Much of the conversation online surrounding diary-like, confessional writing, more derisively called “oversharing,” is informed by specific expectations based generally on either age or gender. Depending on the media narrative of any given week — even day or hour, online — there will be coverage of women and Millennials, often backlash for being too candid or a backlash against the backlash, defending the process as natural and healthy. Or even about how the ignorant are learning to keep things to themselves. It’s endlessly cyclical. Adult males go largely ignored. Not as much lately, with one man’s cancer blogging and another’s dispatches amid a divorce seemingly shifting expectations and pleasing readers. Is the patriarchy coming for blogging, too? How are men supposed to act online?
In online currency — pageviews, “likes,” vitriolic comments — first-person nonfiction writing does very well. It sparks conversation, lends itself to empathy. Over the span of years, this style of personal blogging is being mainstreamed. According to history, a certain blogger famously “Introduces Oversharing To New York Times Magazine” in 2008, according to one headline. The observation is semi-sarcastic, because of the long-running presence of this style in certain online circles.
But men are often characters, rarely the narrator. Sometimes, sorta. But men of a certain age, with families? Almost never. When it did happen, in a looser sense, but with similarly bare introspection, it was regarded with more gravity and respect. It was personal “reporting.” Blogging had very little to do with it; it would have cheapened it.
In the last few weeks, though, male oversharing has crept up, even in the mainstream, in a new, but uncertain way. A Time feature by Steven Johnson told the story of media critic Jeff Jarvis, his cancer and detailed personal blogging. “This is how we live now: we get news that we’re facing a life-threatening disease, and the instinctive response is, I’d better tweet this up right away,” Johnson wrote.
But instead of dismissed, the practice was largely forgiven. “There is an intensity and honesty to these public disclosures that can be enormously helpful,” the piece said. “Oversharing, in a strange way, turns out to be a civic good.”
What unconsidered intellectual, spiritual and psychological collateral damage are we inflicting on ourselves by being so outward-focused, so frenetically interactive, so terminally social that we get a death letter and “the instinctive response is, I’d better tweet this up right away.”
This is a disease of the psyche.
But in Johnson’s piece, he argued, “Somewhere in the world there exists another couple that would benefit from reading a transcript of your lover’s quarrel last night.”
This idea is in action currently on the group blog Young Manhattanite, an all-purpose, stream of consciousness site described as everything from illuminati-like to simply “written by a group of new media types.” The header now reads “Divorced Manhattanite,” as one of its semi-anonymous contributors has started chronicling the admission of his wife’s affair and their impending divorce. It’s tear your heart out type shit.
Mostly collected under the tag “this is divorce blogging,” the cuckold’s mix of humor (“Oh fuck, I haven’t dated since the 80s. Nothing’s changed since then, right?”) and despair (“the abyss looks strangely like my wife and kids at the batting cages with some other dude and his kids”), but mostly naked honesty, is surprising — both because it’s on a blogging platform that trades often in memes only and because it’s a man, instead of a twenty-three-year-old girl.
Writes a fellow-Manhattanite: “It’s not that YM got any better; it just sort of demonstrates how frivolous much of Tumblr is.” That is to say, for many, the concerns of mature men are not frivolous, even online.

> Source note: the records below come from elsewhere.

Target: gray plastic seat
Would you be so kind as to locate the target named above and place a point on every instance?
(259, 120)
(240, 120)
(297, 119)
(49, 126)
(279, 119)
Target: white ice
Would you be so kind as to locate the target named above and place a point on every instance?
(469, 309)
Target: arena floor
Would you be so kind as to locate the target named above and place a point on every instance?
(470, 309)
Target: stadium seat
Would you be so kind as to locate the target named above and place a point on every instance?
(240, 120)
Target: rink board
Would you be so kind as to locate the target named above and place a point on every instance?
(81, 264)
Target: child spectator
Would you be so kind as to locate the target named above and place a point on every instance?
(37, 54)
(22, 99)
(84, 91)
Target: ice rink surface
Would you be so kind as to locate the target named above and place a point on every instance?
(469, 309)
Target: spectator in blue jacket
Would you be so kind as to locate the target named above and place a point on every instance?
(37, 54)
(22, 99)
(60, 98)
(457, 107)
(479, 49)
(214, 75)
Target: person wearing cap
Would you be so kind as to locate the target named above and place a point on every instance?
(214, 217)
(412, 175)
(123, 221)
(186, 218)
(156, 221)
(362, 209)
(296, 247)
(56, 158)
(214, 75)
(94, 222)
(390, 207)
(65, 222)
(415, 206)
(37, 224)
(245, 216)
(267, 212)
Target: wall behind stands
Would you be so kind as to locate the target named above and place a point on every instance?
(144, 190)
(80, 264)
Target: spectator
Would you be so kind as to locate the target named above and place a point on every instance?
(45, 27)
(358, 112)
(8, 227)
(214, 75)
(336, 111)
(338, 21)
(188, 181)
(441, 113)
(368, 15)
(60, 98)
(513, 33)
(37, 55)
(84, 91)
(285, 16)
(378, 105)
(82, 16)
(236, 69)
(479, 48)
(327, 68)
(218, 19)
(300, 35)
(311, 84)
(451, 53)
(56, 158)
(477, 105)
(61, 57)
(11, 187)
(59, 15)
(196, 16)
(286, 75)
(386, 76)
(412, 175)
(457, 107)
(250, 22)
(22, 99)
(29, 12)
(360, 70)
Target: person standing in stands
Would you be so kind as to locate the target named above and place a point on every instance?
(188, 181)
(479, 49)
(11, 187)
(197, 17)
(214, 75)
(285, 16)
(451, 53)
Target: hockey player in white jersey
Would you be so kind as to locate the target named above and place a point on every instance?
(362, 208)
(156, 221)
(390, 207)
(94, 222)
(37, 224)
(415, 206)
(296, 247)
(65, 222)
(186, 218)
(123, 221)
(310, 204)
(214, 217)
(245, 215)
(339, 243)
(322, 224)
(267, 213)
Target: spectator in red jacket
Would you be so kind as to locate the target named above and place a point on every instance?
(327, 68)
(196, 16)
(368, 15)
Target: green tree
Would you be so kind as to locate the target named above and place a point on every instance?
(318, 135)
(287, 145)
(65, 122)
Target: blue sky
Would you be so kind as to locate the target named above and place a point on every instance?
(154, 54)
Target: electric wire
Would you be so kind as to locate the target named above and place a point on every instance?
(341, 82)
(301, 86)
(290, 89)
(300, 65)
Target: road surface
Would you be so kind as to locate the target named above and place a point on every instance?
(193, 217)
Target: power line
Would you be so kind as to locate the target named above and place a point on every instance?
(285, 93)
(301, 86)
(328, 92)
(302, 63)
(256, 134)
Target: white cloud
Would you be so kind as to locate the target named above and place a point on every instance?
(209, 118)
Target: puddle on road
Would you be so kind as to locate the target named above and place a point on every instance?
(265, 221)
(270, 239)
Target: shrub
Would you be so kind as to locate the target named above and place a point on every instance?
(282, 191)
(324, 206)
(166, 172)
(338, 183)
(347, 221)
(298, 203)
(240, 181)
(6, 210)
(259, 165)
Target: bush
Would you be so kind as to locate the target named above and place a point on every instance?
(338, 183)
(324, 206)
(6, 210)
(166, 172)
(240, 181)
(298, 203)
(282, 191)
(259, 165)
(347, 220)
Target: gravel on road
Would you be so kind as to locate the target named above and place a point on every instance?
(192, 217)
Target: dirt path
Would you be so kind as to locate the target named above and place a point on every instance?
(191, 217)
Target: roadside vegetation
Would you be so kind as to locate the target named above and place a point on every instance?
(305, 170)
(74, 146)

Still usually “it’s unfashionable to focus on the issues closest to one’s mundane personal heart these days,” writes another reader. Are men’s feelings more valid? Does it just seem that way because they’re more rarely blogged? Maybe they’re better bloggers? Probably not.

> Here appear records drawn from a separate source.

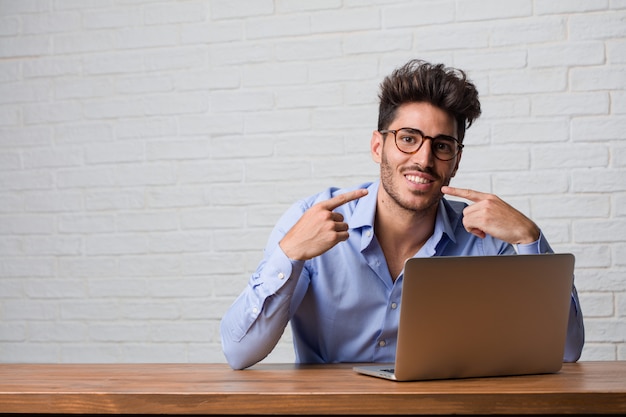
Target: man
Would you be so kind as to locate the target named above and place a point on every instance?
(333, 265)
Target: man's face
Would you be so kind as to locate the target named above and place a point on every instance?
(413, 181)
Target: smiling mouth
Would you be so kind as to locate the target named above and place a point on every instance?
(417, 179)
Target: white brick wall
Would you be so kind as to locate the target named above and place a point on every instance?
(147, 147)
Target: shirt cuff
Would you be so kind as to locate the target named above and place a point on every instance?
(539, 246)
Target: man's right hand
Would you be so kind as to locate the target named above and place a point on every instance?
(319, 228)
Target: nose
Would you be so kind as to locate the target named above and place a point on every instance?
(424, 156)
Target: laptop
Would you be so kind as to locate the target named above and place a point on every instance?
(481, 316)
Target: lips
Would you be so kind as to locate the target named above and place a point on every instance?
(418, 179)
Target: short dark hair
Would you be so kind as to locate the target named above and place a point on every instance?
(420, 81)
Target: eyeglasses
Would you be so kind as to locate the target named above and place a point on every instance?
(410, 140)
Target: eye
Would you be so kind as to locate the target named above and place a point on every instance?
(444, 145)
(408, 139)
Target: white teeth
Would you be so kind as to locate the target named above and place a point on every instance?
(415, 178)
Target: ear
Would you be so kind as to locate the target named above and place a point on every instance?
(456, 165)
(376, 146)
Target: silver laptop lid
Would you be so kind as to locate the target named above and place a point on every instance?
(483, 316)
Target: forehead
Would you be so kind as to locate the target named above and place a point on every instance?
(426, 117)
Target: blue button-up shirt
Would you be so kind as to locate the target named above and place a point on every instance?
(343, 304)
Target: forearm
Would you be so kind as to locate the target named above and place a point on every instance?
(253, 325)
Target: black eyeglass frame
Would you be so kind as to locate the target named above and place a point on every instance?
(460, 146)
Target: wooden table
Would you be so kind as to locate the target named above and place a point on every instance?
(581, 388)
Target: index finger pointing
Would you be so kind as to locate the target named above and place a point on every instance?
(463, 193)
(341, 199)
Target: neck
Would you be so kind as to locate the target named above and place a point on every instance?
(401, 233)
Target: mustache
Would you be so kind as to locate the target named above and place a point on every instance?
(418, 168)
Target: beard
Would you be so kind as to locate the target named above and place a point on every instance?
(427, 201)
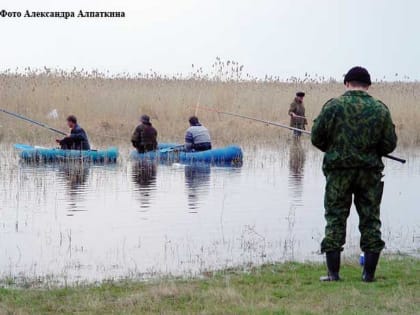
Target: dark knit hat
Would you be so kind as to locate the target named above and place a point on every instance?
(358, 74)
(145, 119)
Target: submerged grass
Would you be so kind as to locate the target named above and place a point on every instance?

The fact remains that regardless of scale (Time vs. Tumblr), it’s peculiar and makes a splash when adult men play this game. Maybe it comes from our own generational or technological biases. Our fathers didn’t grow up with feelings to be shared, let alone computers. Men shouldn’t whine or feel pain and they certainly shouldn’t fucking cry, according to left-over cultural expectations lodged in the heads of even social progressives, feminists, children of the liberal arts. And there’s a certain self-consciousness that comes with being a male online. Where have all the cowboys gone? What would our grandfathers think of us, pining for a partner or “Why me-ing?” about health concerns to strangers? And who do we look to for proper example? There are only so many words written by Dan Savage, and we’ve been told to avoid Tucker Max. I don’t have the answers.
“We’re learning how to draw the line” between extremes when it comes to oversharing, Johnson concluded in Time, “and it’s a line that each of us will draw in different ways.” For adult males, the line seems extra shaky, probably drawn lightly, in pencil. Examples are spare, critics come from every angle. Maybe it’s the job of boys then, growing up online, to become men in public, feelings and all, examples on the internet. It’s cheaper than therapy, but maybe we need both.